Previous studies have demonstrated that the release of C. pomonella males into the pear orchard following exposure to 366 Gy X-ray did not affect the wild populations or the fruit decay rate (Zhang et al., 2023). In this study, we carried out a small-scale trial in different fields utilizing the SI) to manage C. pomonella populations. Our study demonstrated that by releasing three successive batches of sterile male C. pomonella moths irradiated at 200 Gy, along with linalool fumigation, in the specified orchard area, there was a substantial decrease in C. pomonella infestations in the apple crop. This reduction was evident through significantly lower infestation rates compared to the control orchard. Additionally, field observations indicated a notable decrease in the recapture rate of wild C. pomonella moths in comparison to the control group. These results suggest that the utilization of sterile males effectively suppressed the wild C. pomonella population in the orchards, consequently reducing fruit damage. The findings highlight an enhancement in the field application of the SIT for C. pomonella control after optimizing the irradiation dose.

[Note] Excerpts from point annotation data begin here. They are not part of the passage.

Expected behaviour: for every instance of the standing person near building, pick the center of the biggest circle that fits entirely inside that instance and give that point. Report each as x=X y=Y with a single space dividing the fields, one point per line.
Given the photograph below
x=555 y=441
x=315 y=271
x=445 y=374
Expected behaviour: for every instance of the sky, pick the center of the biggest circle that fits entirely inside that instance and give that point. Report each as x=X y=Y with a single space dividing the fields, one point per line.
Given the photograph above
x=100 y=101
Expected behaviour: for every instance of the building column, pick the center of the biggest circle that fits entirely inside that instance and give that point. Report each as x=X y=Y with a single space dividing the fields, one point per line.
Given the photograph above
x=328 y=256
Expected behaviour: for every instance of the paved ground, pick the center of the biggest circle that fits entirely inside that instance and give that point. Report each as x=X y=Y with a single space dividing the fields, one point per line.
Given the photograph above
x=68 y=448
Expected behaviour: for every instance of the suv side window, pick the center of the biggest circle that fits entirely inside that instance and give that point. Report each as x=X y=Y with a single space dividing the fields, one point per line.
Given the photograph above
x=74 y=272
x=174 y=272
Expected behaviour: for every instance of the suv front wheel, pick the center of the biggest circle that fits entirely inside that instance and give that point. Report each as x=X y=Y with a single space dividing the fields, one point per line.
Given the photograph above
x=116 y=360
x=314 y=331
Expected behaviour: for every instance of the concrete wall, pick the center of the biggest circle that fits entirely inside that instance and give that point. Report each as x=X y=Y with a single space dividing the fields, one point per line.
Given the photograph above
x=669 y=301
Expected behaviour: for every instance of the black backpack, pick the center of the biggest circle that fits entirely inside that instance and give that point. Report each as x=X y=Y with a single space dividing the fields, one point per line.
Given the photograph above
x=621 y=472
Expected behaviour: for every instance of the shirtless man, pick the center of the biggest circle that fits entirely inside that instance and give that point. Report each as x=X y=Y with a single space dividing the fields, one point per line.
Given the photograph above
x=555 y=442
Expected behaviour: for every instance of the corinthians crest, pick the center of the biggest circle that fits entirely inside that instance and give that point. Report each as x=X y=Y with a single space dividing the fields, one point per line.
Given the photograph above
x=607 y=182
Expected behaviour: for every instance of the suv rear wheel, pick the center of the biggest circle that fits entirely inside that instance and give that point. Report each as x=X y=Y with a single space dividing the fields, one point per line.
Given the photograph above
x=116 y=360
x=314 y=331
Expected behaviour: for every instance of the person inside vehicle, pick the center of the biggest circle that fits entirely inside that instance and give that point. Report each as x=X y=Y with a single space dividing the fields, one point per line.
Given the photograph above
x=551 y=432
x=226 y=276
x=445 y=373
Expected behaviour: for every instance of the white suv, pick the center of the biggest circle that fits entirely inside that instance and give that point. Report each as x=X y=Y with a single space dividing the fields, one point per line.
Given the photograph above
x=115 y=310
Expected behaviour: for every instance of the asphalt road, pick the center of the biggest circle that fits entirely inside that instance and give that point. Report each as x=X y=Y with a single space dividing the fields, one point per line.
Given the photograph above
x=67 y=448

In summary, we have identified the optimal sterilizing dose of X-ray irradiation for C. pomonella and introduced a plant volatiles fumigation approach to enhance the mating competitiveness of sterilized males. Additionally, we investigated the effects of irradiation and fumigation on the expression of genes related to pheromone recognition in the male antennal. Notably, our study demonstrated the successful reduction of the C. pomonella population in the orchards through repeated releases of sterilized males in conjunction with linalool fumigation on a pilot scale. These findings offer valuable insights for the implementation of the SIT as a strategy of controlling C. pomonella.